Ok, to replicate the bug, just go to
https://github.com/KennethAdamMiller/ocaml-makefile where I'm updating the fork of ocamlmakefile in order to allow a target to compile for ocamljava. Once I update (I've committed, but haven't pushed yet, will within a matter of hours hours), you can clone or pull, and cd to the threads subdirectory, which is an example project that consumes the ocamlmakefile. Then just do
make jbc #or make java-byte-code
ex1 and ex2 crashe with uncaught under/overflow exception and some other overflow errors (not reliable); I think it's because the synchronization that is expressed in the ocaml code isn't very well followed at java's level; there seems to be some very great imbalance in thread scheduling (possibly slow signal handling). In java, there's a long pause where the output doesn't make it to the screen until the uncaught exception hits, when it does, the numbers being passed have a huge difference. In contrast, ocamlopt or ocamlc compiled code executes rather evenly, with each event receiving scheduler attention pretty much equally. That's my jest.

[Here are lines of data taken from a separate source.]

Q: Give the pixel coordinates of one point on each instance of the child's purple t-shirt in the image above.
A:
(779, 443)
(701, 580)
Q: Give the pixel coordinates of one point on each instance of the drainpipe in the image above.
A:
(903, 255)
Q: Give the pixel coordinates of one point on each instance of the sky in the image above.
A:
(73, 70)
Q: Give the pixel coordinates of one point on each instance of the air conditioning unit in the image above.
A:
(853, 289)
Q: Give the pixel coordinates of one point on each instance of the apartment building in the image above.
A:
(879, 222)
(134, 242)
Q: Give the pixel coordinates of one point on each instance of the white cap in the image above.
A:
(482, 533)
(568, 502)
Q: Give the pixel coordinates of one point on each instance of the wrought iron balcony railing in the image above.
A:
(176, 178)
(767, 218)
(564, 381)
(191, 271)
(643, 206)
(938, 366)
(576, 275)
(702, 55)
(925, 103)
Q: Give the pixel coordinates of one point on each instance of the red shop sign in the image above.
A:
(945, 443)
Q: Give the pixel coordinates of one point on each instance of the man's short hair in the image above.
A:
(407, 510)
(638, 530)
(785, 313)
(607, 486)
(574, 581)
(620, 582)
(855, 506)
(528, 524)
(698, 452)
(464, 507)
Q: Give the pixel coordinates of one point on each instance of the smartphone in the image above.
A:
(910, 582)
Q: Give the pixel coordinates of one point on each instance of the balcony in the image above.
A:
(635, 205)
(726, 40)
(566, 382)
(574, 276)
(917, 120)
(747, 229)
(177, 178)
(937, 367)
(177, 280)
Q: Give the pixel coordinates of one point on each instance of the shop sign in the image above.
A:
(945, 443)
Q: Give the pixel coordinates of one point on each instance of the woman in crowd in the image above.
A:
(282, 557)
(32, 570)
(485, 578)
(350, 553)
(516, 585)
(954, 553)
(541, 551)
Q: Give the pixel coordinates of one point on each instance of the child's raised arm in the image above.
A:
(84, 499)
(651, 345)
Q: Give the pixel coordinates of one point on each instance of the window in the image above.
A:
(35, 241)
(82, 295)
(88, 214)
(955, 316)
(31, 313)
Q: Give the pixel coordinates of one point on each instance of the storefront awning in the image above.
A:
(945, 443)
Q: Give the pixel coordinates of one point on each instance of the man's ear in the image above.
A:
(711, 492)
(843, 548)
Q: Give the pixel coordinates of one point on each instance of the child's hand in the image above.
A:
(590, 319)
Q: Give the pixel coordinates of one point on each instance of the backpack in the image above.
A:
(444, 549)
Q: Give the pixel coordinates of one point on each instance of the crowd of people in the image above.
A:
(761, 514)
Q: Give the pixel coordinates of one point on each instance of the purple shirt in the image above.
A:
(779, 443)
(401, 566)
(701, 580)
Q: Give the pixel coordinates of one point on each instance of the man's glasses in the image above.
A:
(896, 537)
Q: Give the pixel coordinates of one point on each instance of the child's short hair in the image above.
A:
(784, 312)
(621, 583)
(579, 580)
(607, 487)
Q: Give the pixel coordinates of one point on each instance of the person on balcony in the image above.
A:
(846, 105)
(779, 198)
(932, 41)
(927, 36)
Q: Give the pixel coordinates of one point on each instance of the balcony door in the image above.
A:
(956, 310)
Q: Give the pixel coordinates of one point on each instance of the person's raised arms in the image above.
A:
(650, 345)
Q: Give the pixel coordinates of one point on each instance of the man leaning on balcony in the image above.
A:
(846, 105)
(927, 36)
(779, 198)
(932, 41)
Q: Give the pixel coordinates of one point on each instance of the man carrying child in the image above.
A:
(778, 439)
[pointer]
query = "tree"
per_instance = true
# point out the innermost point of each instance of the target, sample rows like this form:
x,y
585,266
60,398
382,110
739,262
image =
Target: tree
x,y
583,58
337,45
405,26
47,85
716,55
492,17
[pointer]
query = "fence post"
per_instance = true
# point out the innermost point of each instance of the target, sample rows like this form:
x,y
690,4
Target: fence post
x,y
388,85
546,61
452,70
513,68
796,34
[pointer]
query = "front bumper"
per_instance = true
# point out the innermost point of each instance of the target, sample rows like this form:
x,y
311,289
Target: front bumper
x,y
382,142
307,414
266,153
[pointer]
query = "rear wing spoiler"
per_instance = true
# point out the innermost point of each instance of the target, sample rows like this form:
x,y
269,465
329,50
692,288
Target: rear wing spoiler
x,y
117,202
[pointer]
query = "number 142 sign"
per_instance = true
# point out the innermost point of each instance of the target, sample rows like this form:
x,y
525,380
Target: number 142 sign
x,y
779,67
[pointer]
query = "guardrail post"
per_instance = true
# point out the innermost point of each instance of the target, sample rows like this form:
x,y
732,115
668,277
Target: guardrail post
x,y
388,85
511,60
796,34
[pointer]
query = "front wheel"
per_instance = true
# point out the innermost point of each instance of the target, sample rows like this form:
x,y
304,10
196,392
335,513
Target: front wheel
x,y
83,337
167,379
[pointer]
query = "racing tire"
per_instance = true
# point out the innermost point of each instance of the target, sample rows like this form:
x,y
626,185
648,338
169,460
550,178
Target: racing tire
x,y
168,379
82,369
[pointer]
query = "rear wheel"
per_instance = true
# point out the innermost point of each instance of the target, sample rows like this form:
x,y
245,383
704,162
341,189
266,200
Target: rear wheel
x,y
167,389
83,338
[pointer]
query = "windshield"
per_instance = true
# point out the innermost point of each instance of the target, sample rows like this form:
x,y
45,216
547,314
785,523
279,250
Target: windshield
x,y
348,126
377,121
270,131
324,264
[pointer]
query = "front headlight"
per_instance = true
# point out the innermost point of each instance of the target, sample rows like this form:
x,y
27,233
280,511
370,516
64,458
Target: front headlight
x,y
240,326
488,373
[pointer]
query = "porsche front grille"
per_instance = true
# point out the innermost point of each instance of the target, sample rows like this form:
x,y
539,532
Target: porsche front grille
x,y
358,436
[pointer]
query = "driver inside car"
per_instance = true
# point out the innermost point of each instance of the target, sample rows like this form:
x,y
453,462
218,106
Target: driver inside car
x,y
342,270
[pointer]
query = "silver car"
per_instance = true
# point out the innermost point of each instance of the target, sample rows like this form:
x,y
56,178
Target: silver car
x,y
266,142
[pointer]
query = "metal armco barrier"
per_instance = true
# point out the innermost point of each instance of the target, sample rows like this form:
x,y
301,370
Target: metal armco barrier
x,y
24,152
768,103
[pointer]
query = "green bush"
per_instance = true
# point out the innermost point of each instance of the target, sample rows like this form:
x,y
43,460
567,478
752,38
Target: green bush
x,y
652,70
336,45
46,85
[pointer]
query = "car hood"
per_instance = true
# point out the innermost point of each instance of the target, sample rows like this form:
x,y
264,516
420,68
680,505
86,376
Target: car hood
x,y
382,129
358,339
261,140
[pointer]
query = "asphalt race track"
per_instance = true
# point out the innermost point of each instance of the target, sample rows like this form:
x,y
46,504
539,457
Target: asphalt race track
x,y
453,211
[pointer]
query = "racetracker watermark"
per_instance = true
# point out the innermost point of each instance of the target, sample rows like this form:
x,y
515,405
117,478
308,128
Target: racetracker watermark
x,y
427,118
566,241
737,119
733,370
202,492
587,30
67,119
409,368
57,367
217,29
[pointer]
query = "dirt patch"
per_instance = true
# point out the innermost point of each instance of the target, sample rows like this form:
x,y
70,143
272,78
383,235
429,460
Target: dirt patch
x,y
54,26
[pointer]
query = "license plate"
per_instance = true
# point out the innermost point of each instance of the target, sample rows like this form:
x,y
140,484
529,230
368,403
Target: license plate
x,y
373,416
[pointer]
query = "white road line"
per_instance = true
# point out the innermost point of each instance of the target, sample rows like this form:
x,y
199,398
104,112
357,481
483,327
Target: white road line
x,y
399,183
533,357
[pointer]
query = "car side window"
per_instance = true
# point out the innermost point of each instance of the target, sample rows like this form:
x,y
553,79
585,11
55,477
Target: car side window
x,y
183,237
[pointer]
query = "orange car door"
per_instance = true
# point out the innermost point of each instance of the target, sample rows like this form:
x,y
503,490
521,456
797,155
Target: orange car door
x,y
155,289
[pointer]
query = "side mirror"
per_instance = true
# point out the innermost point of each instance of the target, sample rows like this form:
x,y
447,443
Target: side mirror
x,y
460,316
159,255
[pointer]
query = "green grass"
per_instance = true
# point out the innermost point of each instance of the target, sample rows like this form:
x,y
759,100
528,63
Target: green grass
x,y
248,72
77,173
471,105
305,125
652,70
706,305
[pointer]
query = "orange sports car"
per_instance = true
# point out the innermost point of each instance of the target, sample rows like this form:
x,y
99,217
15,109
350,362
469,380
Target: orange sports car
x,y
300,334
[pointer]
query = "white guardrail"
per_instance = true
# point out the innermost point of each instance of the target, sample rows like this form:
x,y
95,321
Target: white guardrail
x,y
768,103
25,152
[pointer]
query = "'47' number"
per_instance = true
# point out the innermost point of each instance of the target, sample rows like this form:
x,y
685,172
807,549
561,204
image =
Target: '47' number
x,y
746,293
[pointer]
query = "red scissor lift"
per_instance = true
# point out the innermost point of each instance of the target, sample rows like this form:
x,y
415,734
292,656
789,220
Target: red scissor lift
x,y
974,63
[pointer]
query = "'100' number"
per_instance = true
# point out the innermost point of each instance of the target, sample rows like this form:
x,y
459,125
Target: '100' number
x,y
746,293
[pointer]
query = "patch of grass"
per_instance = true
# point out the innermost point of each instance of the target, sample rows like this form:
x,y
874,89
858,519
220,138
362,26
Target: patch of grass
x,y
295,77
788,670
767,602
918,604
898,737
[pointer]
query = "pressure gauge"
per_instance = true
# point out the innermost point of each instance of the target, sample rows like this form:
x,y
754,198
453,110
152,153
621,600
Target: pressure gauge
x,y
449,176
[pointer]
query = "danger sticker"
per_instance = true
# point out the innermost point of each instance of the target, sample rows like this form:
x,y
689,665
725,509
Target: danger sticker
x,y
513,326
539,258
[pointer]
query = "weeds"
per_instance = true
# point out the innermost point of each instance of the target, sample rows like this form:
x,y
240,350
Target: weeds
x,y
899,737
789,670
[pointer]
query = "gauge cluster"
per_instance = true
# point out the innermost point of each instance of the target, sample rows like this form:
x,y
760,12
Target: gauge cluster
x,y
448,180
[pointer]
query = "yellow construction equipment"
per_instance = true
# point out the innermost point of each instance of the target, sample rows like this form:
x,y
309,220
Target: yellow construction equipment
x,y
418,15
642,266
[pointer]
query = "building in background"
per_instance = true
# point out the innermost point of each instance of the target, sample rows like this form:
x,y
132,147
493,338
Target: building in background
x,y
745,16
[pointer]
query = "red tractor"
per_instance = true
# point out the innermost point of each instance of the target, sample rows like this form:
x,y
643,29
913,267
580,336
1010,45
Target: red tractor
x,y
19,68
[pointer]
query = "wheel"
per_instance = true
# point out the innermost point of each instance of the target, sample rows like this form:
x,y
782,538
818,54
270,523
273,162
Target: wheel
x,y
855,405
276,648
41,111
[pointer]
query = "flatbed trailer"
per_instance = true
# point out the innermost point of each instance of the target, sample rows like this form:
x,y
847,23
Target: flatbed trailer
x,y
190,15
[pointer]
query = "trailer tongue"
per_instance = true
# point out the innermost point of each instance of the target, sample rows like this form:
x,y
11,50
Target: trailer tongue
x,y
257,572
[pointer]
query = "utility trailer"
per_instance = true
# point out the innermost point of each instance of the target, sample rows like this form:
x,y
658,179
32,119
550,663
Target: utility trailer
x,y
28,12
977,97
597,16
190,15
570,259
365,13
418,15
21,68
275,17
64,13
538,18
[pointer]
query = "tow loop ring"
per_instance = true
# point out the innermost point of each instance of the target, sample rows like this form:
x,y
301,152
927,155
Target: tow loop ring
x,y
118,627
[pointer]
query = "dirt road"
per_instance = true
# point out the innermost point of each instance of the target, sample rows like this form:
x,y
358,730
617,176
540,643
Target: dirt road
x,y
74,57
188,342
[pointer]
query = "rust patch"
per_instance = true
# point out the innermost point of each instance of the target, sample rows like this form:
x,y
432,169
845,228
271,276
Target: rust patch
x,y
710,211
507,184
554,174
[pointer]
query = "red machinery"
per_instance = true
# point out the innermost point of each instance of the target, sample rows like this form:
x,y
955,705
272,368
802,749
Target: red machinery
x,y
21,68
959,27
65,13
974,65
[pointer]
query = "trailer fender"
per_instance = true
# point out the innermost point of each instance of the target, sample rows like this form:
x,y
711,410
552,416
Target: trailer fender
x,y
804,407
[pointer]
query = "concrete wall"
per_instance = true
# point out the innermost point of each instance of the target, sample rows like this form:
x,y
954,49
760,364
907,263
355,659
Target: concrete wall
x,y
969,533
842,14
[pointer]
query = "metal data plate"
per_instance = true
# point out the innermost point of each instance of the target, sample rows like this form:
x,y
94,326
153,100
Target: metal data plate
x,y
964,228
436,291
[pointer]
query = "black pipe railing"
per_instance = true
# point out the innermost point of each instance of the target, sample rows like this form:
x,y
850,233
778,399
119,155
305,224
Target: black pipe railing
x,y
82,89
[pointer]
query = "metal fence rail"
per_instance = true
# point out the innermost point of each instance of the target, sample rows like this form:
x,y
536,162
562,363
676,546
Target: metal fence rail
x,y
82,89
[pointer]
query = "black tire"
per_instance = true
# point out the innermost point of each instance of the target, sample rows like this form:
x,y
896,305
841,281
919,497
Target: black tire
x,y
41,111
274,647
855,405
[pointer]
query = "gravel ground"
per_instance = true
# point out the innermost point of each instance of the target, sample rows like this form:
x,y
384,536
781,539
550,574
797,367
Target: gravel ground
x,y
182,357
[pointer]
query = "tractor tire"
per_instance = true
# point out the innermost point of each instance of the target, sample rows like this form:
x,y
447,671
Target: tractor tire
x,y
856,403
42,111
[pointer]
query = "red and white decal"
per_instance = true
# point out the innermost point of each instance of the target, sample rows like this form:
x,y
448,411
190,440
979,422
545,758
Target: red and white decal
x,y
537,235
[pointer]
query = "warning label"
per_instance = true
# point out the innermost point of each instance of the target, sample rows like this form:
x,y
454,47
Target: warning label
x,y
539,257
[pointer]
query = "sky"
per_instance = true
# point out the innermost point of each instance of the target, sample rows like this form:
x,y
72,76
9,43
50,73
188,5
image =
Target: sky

Agreed! I'd much much rather construct some method of automatic (or even just expedient manual intervention!) that offers ocaml -> C sublibrary : java -> C sublibrary support! I've already started down the path of ocamljava, and right now, even ocaml-RPC with protocol buffers looks like a long haul as well! ocamljava is just a much better solution.
Precisely! ocaml-ctypes is exactly what's being used by the library that I'm porting to call into C sub libraries. It would be really sweet if the ocamljava compiler could detect the ocaml-ctypes and generate these mappings automatically. This would eliminate a lot of error prone code, since C code tends to interpret data raw at some point... How might I got about writing this to boot? I'm moderately new to ocaml, lacking deep expertise in it, but I'm an aggressive learner. Please explain the best path forward, I want to create a robust and reusable solution.